Pourtant, les accusations sont lourdes. En 2008, un jeune homme se suicide. Selon l'un de ses amis, il aurait, lui aussi, été la victime d'Evans Lescouflair, mais également de Jacques Succès Orisme, dit Jacky, entraîneur. Ensemble, les deux hommes avaient monté l'Académie nationale de football, Anafoot.
Selon des victimes interrogées par le Guardian, Jacky était chargé de trouver à Lescouflair des jeunes garçons. Lui aussi aurait abusé d'eux.
Pour la famille du jeune homme décédé, il n'y a aucun doute. Leur fils a été violé par l'ancien ministre, affirment-ils. Avant d'ajouter qu'ils vivent depuis dans la peur et craignent pour leur vie.
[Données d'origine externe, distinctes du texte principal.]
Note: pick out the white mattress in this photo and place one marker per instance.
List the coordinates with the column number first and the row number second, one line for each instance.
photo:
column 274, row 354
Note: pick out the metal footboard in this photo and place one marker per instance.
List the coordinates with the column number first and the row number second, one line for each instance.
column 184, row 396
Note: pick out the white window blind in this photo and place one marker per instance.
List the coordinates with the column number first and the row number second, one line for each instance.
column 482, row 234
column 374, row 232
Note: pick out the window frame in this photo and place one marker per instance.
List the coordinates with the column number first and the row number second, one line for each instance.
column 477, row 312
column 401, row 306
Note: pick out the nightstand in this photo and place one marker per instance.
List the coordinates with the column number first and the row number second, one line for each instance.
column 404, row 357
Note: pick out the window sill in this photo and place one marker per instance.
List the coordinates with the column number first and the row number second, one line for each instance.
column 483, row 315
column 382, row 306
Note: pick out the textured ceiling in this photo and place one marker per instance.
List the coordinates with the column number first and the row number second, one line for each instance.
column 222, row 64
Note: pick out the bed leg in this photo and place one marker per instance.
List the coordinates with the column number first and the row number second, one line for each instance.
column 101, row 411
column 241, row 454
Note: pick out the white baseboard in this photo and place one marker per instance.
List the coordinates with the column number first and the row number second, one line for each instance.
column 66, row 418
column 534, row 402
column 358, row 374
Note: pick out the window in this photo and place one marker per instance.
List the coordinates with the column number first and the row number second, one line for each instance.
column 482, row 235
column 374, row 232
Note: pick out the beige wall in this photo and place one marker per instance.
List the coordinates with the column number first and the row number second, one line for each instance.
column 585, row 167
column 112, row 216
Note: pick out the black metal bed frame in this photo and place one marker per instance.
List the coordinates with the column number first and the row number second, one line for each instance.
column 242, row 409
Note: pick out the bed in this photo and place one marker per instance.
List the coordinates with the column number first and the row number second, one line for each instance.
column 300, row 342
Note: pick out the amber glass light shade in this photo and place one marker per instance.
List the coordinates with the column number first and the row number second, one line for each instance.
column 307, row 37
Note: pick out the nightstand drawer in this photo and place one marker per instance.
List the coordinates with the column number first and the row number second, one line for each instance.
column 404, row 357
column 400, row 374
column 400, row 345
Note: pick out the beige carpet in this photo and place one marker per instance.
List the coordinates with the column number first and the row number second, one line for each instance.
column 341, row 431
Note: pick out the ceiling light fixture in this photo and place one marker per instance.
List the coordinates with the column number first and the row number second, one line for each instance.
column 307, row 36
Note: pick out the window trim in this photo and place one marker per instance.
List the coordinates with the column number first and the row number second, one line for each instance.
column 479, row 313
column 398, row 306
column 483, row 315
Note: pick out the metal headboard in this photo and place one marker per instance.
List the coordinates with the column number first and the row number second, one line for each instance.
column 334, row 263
L'homme restant un personnage important dans le pays, expliquent-ils.
Si Lescouflair est de nouveau inquiété, un autre homme connu du football haïtien, avec qui il est étroitement, est également dans la tourmente.
Jean-Bart banni à vie de la Fifa
En novembre 2020, la Fifa bannissait à vie Yves Jean-Bart, président de la Fédération haïtienne de football accusé de viols sur des joueuses, et lui infligeait une amende d'un million de francs suisses.
La chambre de jugement de l'instance du football mondial, qui avait récupéré le dossier mi-octobre après la phase d'instruction, a reconnu le dirigeant de 73 ans coupable d'avoir "abusé de sa position" pour "harceler sexuellement et agresser plusieurs joueuses, y compris mineures".
Dans sa décision, la justice interne de la Fifa l'a donc suspendu à vie "de toutes activités liées au football, au niveau national et international", le condamnant de surcroît à payer un million de francs suisses, soit 925 000 euros. L'instance annonçait à l'époque poursuivre son enquête contre "d'autres responsables de la Fédération haïtienne de football (FHF)", impliqués "dans des actes d'abus sexuel systématiques contre des joueuses entre 2014 et 2020", en tant "qu'auteurs, complices ou instigateurs".
Parties d’une enquête du quotidien britannique The Guardian publiée fin avril 2020, les accusations de viol contre Yves Jean-Bart ont aussi entraîné l’ouverture d’une enquête pénale en Haïti. Selon des jeunes filles citées par le Guardian, Yves Jean-Bart aurait violé de nombreuses joueuses mineures ces dernières années. Témoignant de pressions subies pour garder le silence, des victimes présumées ont affirmé au journal, sous couvert d’anonymat, qu’au moins deux joueuses mineures auraient avorté suite à des viols commis par le président de la fédération dans le centre national d’entraînement.
Niant en bloc les accusations portées contre lui, Yves Jean-Bart avait porté plainte à Paris contre le journaliste français Romain Molina, co-auteur de l'enquête du Guardian.
L'ancien président a fait appel de la décision de la Fifa. La décision est attendue en juillet.